In this case, Infant Mortality has a reasonably strong correlation with Female Life Expectancy for all regions, although it's somewhat weaker in Africa and Europe; Median Birth Rate is a good predictor for Oceania and Asia, but has almost no correlation with Female Life Expectancy in Europe, and the log transformation of Median Health Expenditure is a reasonable predictor for all regions except Africa. We can expect that the model built with all four predictors (Infant Mortality, Birth Rate, Log(Health Expenditure), and Region) will have the least accurate predictions for countries in Europe and Africa; we may want to do some deeper dives into the data to see if there are additional or alternative predictors we could use to build models that are better fits for Europe and Africa.

## Building your predictive modeling function

Now that we've found good predictors, we can build and apply a predictive modeling function to see it in action.

1. Open the Analysis menu at the top, and then select Create Calculated Field.

2. In the Calculation Editor, name the calculation, do the following:

• Name the calculation: Quantile_LifeExpFemale_HealthExpend,BirthRate,Mortality,Region

• Enter the following formula:

```MODEL_QUANTILE(0.5,MEDIAN([Life Expectancy Female]), LOG(MEDIAN([Health Exp/Capita])), MEDIAN([Birth Rate]), MEDIAN([Infant Mortality Rate]), ATTR([Region])) ```

This calculation will return the median value (0.5) of the range of modeled median female life expectancies, based on the predictors we selected: Health Expenditure, Birth Rate, Infant Mortality, and Region.

Next, let’s build a scatter plot that shows both the actual median female life expectancy and the predicted median female life expectancy: Nice! The predictions are pretty much in line with the actual values for each region.

But let's do another pass to figure out where the predictions are furthest off the mark. Create another calculation called Residual_LifeExpFemale_HealthExpend,BirthRate,Mortality,Region, as follows:

```MEDIAN([Life Expectancy Female]) - [Quantile_LifeExpFemale_HealthExpend,BirthRate,Mortality,Region] ```

This residual calculation will return the difference between the predicted median and the actual median, helping us see the countries where there's the biggest discrepancy between the actual and predicted median female life expectancy.

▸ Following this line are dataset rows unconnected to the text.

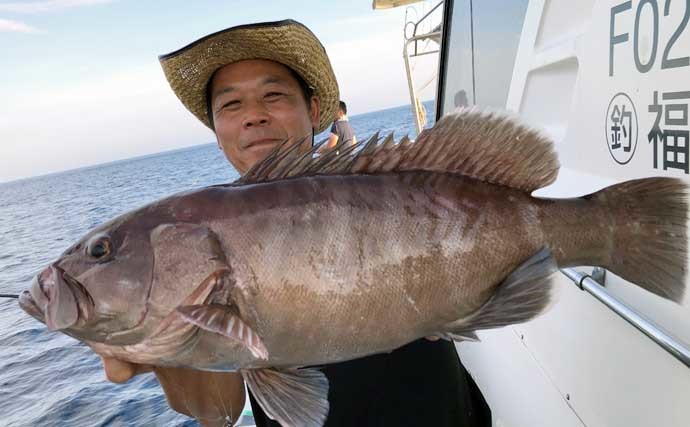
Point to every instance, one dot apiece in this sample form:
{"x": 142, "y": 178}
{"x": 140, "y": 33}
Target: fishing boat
{"x": 607, "y": 81}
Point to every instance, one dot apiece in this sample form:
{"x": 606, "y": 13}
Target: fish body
{"x": 307, "y": 262}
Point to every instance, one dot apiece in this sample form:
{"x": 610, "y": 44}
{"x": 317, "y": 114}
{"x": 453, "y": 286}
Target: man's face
{"x": 257, "y": 104}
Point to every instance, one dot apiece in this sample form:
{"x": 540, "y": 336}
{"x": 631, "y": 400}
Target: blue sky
{"x": 81, "y": 84}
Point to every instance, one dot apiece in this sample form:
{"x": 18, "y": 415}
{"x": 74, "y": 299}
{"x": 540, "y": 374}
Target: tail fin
{"x": 650, "y": 242}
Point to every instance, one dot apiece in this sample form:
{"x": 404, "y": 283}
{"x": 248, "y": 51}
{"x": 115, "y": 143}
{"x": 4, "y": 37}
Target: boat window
{"x": 481, "y": 43}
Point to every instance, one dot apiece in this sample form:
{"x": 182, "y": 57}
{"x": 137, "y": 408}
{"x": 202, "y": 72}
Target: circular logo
{"x": 621, "y": 128}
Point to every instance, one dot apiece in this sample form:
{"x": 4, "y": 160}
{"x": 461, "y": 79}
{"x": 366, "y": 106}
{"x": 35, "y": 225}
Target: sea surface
{"x": 50, "y": 379}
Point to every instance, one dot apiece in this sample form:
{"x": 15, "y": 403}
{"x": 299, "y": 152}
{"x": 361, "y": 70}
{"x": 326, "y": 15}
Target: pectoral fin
{"x": 293, "y": 397}
{"x": 522, "y": 296}
{"x": 224, "y": 321}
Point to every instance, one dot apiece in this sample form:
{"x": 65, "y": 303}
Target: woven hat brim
{"x": 288, "y": 42}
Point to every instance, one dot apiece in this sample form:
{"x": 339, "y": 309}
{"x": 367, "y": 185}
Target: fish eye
{"x": 99, "y": 248}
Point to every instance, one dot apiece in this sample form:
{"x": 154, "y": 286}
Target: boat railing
{"x": 673, "y": 346}
{"x": 426, "y": 29}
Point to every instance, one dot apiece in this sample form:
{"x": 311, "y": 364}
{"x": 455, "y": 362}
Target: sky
{"x": 80, "y": 82}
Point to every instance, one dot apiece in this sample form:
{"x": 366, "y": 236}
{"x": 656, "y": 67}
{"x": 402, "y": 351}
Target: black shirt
{"x": 422, "y": 383}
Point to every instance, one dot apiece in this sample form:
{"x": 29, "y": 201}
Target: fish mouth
{"x": 57, "y": 299}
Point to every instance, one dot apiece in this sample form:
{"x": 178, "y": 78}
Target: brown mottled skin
{"x": 424, "y": 249}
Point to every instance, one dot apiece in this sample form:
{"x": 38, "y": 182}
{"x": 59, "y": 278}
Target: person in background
{"x": 341, "y": 131}
{"x": 256, "y": 86}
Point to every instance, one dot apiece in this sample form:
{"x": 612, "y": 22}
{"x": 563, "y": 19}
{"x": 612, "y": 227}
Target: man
{"x": 256, "y": 86}
{"x": 341, "y": 131}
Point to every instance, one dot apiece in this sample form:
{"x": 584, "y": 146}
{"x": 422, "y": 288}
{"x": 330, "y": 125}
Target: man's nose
{"x": 256, "y": 115}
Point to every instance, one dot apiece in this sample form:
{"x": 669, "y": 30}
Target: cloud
{"x": 47, "y": 5}
{"x": 8, "y": 26}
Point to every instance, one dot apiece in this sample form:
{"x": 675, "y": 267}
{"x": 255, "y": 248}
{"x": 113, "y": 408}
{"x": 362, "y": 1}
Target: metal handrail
{"x": 647, "y": 327}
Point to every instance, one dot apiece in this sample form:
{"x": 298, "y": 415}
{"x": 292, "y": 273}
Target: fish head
{"x": 98, "y": 288}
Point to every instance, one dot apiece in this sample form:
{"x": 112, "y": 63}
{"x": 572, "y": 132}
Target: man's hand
{"x": 213, "y": 398}
{"x": 119, "y": 372}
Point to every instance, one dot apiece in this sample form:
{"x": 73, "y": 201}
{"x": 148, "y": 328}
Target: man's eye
{"x": 274, "y": 95}
{"x": 230, "y": 104}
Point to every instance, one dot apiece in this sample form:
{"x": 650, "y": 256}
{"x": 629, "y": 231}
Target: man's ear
{"x": 315, "y": 112}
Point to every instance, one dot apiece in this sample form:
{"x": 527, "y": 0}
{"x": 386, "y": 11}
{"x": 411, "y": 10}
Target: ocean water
{"x": 50, "y": 379}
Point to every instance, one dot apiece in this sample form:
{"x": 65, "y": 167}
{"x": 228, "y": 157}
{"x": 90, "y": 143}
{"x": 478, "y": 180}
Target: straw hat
{"x": 288, "y": 42}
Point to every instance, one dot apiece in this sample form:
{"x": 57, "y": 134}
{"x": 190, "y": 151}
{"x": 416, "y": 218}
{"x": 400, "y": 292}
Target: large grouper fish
{"x": 308, "y": 260}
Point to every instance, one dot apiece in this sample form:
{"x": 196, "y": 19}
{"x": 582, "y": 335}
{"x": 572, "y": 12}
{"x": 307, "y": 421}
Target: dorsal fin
{"x": 486, "y": 146}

Next, let’s apply this residual calculation to Color: You can see in the above viz that most countries, across most regions, have low discrepancies between predictions and actual values. Africa is the region with the largest number of countries with significant discrepancies, but let's do one more round to see what kind of differences we're looking at.

You can see that the differences range between -17 and +9, so let's divide the viz into groups where there's less than ±3 years difference, less than ±5 years difference, less than ±10 years difference, and more than ±10 years difference.

Create one more calculation, called Grouped_Residual_LifeExpFemale_HealthExpend,BirthRate,Mortality,Region, as follows:

```IF [Residual_LifeExpFemale_HealthExpend,BirthRate,Mortality,Region] <= 3 AND [Residual_LifeExpFemale_HealthExpend,BirthRate,Mortality,Region] >= -3THEN "±3"ELSEIF [Residual_LifeExpFemale_HealthExpend,BirthRate,Mortality,Region] <= 5 AND [Residual_LifeExpFemale_HealthExpend,BirthRate,Mortality,Region] >= -5 THEN "±5"ELSEIF [Residual_LifeExpFemale_HealthExpend,BirthRate,Mortality,Region] <= 10 AND [Residual_LifeExpFemale_HealthExpend,BirthRate,Mortality,Region] >= -10 THEN "±10"ELSE "> ±10" END```

Again, let's add the calculation to Color: Notice that the vast majority of predictions are incorrect by less than 3 years, and that only a small handful are off by more than 10 years. Overall, pretty good!

This means that using this model would allow us to accurately identify those countries with median female life expectancies that are outliers, or to provide the modeled female life expectancy for a country where this data was missing.